Provincial / State sides
- Years: Team / Apps / (Points)
- Edinburgh District /  / ()

International career
- Years: Team / Apps / (Points)
- 1897: Scotland / 1 / (3)
- 1899: British Isles / 3 / (9)

= Alf Bucher =

British Isles & Scotland international rugby union player

Alfred "Alf" Moore Bucher (22 March 1874 – 20 August 1939) was a Scottish international rugby union wing who played club rugby for Edinburgh Academicals. Bucher played international rugby for Scotland and was selected for the British Isles team on its 1899 tour of Australia.

==Personal history==
Bucher was born in Leith, in 1874 to Francis Bucher and Grace Webster Smith. Bucher served in the First World War and was a 2nd Lieutenant in the City of Edinburgh Motor Volunteer Corps.

==Rugby Union career==

===Amateur career===

Bucher came to note as a rugby player while representing Scottish club side, Edinburgh Academicals. It was while with the Academicals that he was selected to win his one and only cap for the Scottish national team.

===Provincial career===

He was capped by Edinburgh District in 1898.

===International career===

Bucher was chosen for the final game of the 1897 Home Nations Championship, an encounter against England at Fallowfield in Manchester. Bucher was brought in at wing as a replacement for George Campbell, and was joined at threequarters with fellow Academical player Alec Robertson, who was also winning his first cap. Scotland lost the game 12–3, and despite scoring a try on his debut, Bucher was never reselected for his country again.

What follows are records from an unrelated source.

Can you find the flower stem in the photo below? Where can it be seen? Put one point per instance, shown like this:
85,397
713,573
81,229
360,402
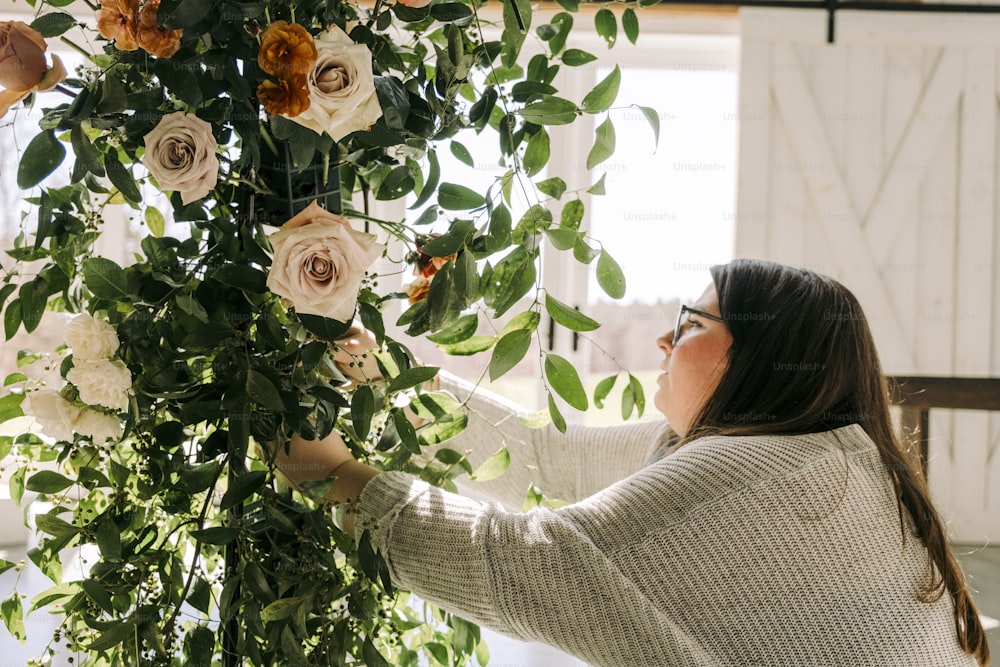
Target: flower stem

In 1899, Bucher was invited to represent the British Isles on the team's first official tour to Australia. Bucher played in 17 of the 20 arranged matches, and was part of the British Isles team in the First Test against Australia, played in Sydney. After the tourists lost the First Test, captain Matthew Mullineux made several team changes, and Bucher was replaced by H.G.S. Gray, a trialist who normally played as a forward. Despite a comprehensive win in the Second Test, Gray was dropped for the Third Test and Bucher was back on the wing, this time partnered opposite Elliot Nicholson. Bucher scored two tries in the game, which proved decisive as the British won by a narrow 11-10 margin. Bucher retained his place for the Final Test, and scored his third international try of the tour in as 13–0 win over the Australians.